Sir Carol y los otros
Las retrospectivas dedicadas a grandes nombres de la historia del cine han constituido, durante la gestión de Diego Galán y su equipo, uno de los platos fuertes de la programación. También en esta edición se homenajea a dos directores, uno en activo y en plena forma, el italiano Bernardo Bertolucci, de quien hoy mismo se proyecta, en multitudinario pase en el velódromo de Anoeta, su filme más emblemático, Novecento. El otro, el británico sir Carol Reed, no sólo es un nombre desconocido para el cinéfilo contemporáneo, sino que su recuerdo vive sepultado bajo el peso de un único título, el que más ha honrado su carrera: El tercer hombre.Y, sin embargo, dejarse seducir por la impresionante estela mítica que tras de sí ha dejado esa película sin par, donde el talento de Orson Welles brilla en un tiempo mínimo y en una estela tan reluciente como para acabar, genial giro involuntario, por eclipsar el extraordinario guión de Graham Greene y las interpretaciones de Alida Valli, Trevor Howard y el gran Joseph Cotten, es quedarse sólo con una de las muestras del voluble talento de Reed, cuya filmografía atesora más de una agradable sorpresa. Y es que no en vano rodó, de 1935 a 1971, nada menos que 30 títulos, desde películas criminales, filmes de gran espectáculo, musicales y biopics históricos hasta adaptaciones literarias.
De su olvidada producción merecen destacarse algunos títulos, por ejemplo, los que su admiración por la obra de su compatriota Greene terminó llevando a la pantalla, adaptaciones tan solventes como Nuestro hombre en La Habana (1958) o El ídolo caído (1947), inquietante peripecia sobre la soledad de un niño, hijo de un embajador, y su relación con el mayordomo de su padre. El aire de thriller que el filme respira comunica este segmento de la obra de Reed con otros títulos, como la apasionante Larga es la noche (1946), narración de los últimos días en la vida de un gánster en la que melodrama y filme criminal se entrecruzan.
Pero no es sólo el registro criminal, abundante en su obra, el que puede proporcionar más de un placer al espectador.
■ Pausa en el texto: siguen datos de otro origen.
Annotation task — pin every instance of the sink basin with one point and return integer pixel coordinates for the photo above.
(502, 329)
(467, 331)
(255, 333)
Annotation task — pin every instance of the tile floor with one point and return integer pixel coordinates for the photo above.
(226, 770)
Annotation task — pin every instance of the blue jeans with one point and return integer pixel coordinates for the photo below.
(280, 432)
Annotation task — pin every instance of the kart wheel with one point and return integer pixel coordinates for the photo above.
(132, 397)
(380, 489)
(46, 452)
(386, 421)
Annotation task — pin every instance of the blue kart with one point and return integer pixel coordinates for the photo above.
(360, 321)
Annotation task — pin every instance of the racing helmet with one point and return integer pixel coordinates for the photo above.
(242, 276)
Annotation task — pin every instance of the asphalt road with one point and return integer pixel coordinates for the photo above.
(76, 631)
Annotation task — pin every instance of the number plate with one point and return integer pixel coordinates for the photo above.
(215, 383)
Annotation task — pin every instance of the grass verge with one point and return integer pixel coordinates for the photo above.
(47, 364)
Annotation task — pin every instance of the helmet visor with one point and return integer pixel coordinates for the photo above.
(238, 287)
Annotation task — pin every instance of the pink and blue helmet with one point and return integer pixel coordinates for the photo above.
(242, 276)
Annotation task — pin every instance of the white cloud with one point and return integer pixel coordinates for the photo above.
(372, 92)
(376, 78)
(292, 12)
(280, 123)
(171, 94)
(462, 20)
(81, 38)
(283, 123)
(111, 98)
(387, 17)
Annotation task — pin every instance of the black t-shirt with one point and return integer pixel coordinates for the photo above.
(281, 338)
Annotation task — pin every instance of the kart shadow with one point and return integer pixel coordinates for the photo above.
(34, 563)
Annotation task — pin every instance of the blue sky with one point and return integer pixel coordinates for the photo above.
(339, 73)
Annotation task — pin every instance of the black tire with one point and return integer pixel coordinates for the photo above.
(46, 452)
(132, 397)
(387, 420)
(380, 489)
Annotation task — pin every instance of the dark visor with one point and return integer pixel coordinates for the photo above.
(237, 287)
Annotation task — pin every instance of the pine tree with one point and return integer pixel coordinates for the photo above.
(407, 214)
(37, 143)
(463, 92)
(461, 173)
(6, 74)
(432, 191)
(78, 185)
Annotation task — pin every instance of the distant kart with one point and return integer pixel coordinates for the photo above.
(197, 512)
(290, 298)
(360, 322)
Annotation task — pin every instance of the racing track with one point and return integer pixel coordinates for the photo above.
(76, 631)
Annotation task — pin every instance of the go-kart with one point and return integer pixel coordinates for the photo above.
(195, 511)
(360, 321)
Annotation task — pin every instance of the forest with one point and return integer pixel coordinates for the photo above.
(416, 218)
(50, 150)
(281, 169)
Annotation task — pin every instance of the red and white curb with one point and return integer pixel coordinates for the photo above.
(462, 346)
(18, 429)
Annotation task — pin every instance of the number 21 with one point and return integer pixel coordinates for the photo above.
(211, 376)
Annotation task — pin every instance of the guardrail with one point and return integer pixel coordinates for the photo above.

El oficio de Reed, como también el de otros cineastas que, como él, comenzaron su andadura en los años treinta y fueron objeto del interés del festival donostiarra en pasadas ediciones (Dieterle, Naruse, Tourneur...), se forjó en productoras que exigían menos el talento especializado que el esfuerzo indiscriminado del contador de historias que puede con todas las claves genéricas.
De ahí la poesía de El niño y el unicornio (1954), la espectacularidad circense de Trapecio (1956) o la capacidad evocadora de El desterrado de las islas (1960), en la que la prosa de Joseph Conrad encuentra una extraordinaria concreción cinematográfica.